Essa aula me veio à cabeça nos acréscimos do segundo tempo de Portugal x Croácia. A Croácia perdia por um gol quando a bola foi alçada à área. Matanovic subiu para cabecear, ela passou por ele, tocou nas costas de um defensor português e sobrou para um croata, que cruzou para o toque final do empate.

Comemoração, vídeo de torcedor emocionado. Meu filho feliz porque dormiria mais tarde com a prorrogação.
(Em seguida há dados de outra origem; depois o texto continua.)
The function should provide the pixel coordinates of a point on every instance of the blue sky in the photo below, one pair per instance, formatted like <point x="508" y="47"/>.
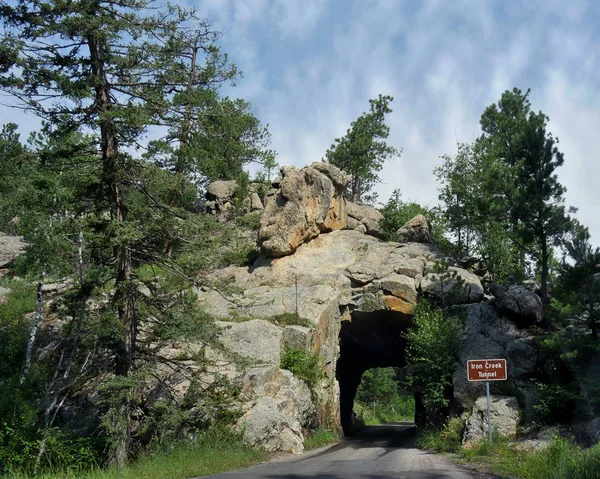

Porém o VAR chama o juiz e mostra o lance com um gráfico: uma linha que salta quando a bola passa perto da cabeça do croata. Um chip escondido na bola acusou alteração na aceleração inercial da bola, o que a Fifa interpreta como toque. Nesse instante medido, o jogador para quem a bola sobrou estava impedido. Gol anulado.

O que diz a regra? Impedido é quem está à frente do penúltimo defensor "no momento em que a bola é jogada ou tocada por um companheiro". A palavra-chave, como já levantamos, é "tocada". O que a definia quando a regra foi escrita? O que humanos reconheciam como tal. Não poderia haver toque se ninguém viu aquilo que, na escala do jogo, árbitros, jogadores e espectadores reconheciam como toque.